Apple and South Korea could be on a collision course, after a government official reportedly warned on a possible investigation into Apple’s compliance with a new law.
In August South Korea became the first major world economy to effectively stop Apple and Google from charging commissions on in-app purchases.
It happened after South Korea’s parliament amended its ‘Telecommunications Business Act’ in order to stop Google and Apple from forcibly charging software developers up to a 30 percent commissions on in-app purchases.
The ‘Telecommunications Business Act’ went into force last month, after it was approved in a vote in South Korea’s parliament in late August, with 180 voting in favour out 188 attending.
Now Reuters is reporting that a South Korean government official is warning of a possible investigation into the iPhone maker’s compliance.
Apple reportedly already told the South Korean government that it was already complying and did not need to change its app store policy, a Korea Communications Commission (KCC) official in charge of the matter told Reuters.

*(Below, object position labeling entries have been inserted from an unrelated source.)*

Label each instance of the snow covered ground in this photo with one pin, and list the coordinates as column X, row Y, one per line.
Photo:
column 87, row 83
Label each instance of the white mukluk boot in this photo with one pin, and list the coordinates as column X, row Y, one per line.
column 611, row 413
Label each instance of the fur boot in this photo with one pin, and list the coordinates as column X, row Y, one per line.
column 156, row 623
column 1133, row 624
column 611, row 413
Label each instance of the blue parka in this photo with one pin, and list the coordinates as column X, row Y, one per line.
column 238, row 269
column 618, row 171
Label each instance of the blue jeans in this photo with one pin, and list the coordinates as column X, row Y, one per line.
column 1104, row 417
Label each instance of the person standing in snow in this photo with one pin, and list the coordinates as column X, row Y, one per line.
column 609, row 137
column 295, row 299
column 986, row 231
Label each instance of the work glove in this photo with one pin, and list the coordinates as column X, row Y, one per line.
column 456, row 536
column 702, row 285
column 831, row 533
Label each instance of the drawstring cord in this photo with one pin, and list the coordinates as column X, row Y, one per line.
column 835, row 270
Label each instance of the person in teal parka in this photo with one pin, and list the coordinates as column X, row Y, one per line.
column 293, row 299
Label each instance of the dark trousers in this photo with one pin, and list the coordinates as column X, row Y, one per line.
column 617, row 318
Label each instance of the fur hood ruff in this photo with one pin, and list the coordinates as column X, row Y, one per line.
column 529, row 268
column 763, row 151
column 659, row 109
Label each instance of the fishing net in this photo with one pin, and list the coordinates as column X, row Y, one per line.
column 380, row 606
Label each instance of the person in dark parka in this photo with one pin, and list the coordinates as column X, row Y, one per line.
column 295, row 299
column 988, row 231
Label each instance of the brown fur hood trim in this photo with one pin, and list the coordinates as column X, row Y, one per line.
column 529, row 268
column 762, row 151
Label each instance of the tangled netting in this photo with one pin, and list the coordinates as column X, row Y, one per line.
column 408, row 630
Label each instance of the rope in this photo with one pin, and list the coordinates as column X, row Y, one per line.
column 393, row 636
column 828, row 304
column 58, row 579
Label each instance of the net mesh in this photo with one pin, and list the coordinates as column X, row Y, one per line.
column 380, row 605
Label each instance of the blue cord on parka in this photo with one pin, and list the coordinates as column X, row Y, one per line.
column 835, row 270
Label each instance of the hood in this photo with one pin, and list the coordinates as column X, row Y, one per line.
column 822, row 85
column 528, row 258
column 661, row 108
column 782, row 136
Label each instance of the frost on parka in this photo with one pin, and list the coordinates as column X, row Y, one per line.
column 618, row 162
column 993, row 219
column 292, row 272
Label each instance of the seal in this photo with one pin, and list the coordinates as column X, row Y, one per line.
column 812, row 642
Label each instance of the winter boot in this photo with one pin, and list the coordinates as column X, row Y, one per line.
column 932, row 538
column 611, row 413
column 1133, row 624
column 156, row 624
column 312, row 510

“This goes against the purpose of the amended law,” the official said, requesting anonymity as the KCC was still in talks with Apple on compliance.
The regulator would ask Apple’s South Korean unit for a new company policy giving greater autonomy in payment methods.
If Apple fails to comply, the regulator would consider measures such as a fact-finding probe as a precursor to possible fines or other penalties, it is being reported.
Apple did not immediately reply to a request for comment.
Google meanwhile has reportedly told the KCC that it planned to comply with the law, including allowing third-party payment systems, and would discuss the matter with the regulator starting next week, the KCC official said.
This is evidenced by the ongoing legal action between Apple and Epic Games, the developer of the game Fornite.
And it is worth noting that Apple and Google’s worldwide domination of in-app purchases is facing challenges outside of South Korea as well.
In March this year, the UK’s Competition and Markets Authority (CMA) launched an investigation into Apple following complaints that its terms and conditions for app developers are unfair and anti-competitive.
It comes after the European Commission in June 2020 also opened two formal antitrust investigations into Apple, over its App Store and Apple Pay.
On the other side of the pond, a bipartisan trio of US senators proposed a bill meant to ease the tight control they believe Apple and Google exert on the app market.
That is at the federal level, but some US states are pursuing their own clampdowns.